Questo è quanto abbiamo potuto notare. Ma il quesito vero forse è un altro. Ovvero tali modifiche hanno portato dei benefici in corso Elvezia, lungo il quale i serpentoni di auto quasi ferme finora sono stati una brutta abitudine, tanto da indurre delle proteste veementi da parte dei negozianti? Non vogliamo girarci intorno. Di code negli orari di punta ne abbiamo viste ancora, sia di mattina sia di sera. Quello che secondo noi è cambiato (in meglio) è che comunque è diminuito il traffico in arrivo in corso Elvezia dall’incrocio di via Balestra e non è poca cosa. Questo perché nei frangenti più complicati ai semafori all’angolo tra le due strade prima si vedevano cose turche, tra veicoli fermi in mezzo all’incrocio, scooter che sfrecciavano a velocità folli di fianco alla colonna ferma in attesa di svoltare a sinistra, e veicoli che addirittura invadevano la corsia di contromano in via Balestra per riuscire comunque a entrare in corso Elvezia.

Tuttavia le code in corso Elvezia in direzione del lungolago, dall’inizio alla fine della strada, come detto ancora ci sono, anche perché non si è arrestato il flusso in ingresso dallo strettissimo budello di via Bossi. Insomma spesso le code non partono più già da via Balestra, ma in corso Elvezia non sono svanite. Chissà, adesso forse dureranno meno nel tempo. In effetti la nostra impressione è che una parte non indifferente del traffico verso Lugano sud si sia trasferito in viale Cattaneo e che l’incrocio di piazza Castello sia migliore per gestire la situazione rispetto a quello di via Balestra.
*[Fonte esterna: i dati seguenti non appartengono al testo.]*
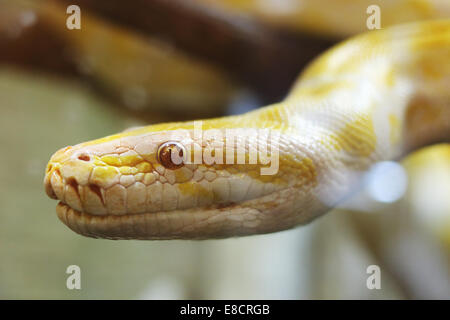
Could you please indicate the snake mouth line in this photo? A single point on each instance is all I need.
(150, 226)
Perciò è lecito pensare che l’esperimento non stia fallendo, anzi, soprattutto sul fronte del trasporto privato.

Sui mezzi pubblici invece...

Quanto ai mezzi pubblici? Verosimilmente l’aumento di auto in viale Cattaneo, come detto, non avrà agevolato i bus. Secondo il capodicastero Angelo Jelmini, «tra poche settimane potremo ragionare con i dati del primo mese, ma sicuramente abbiamo perso un corridoio privilegiato per i bus per favorire un po’ le auto. Però il monitoraggio da parte delle TPL è costante e non penso che, a conti fatti, vedremo dei risultati preoccupanti, anche se è vero che abbiamo perso un po’ di margine per recuperare eventuali ritardi dei mezzi».

Quanto a un giudizio più generale sulle modifiche, ha concluso Jelmini, «la situazione su corso Elvezia sta migliorando, anche se negli orari di punta delle difficoltà restano. Sarà interessante vedere come si evolverà la situazione con l’avanzare della stagione fredda, nella quale in molti preferiscono le auto alle moto».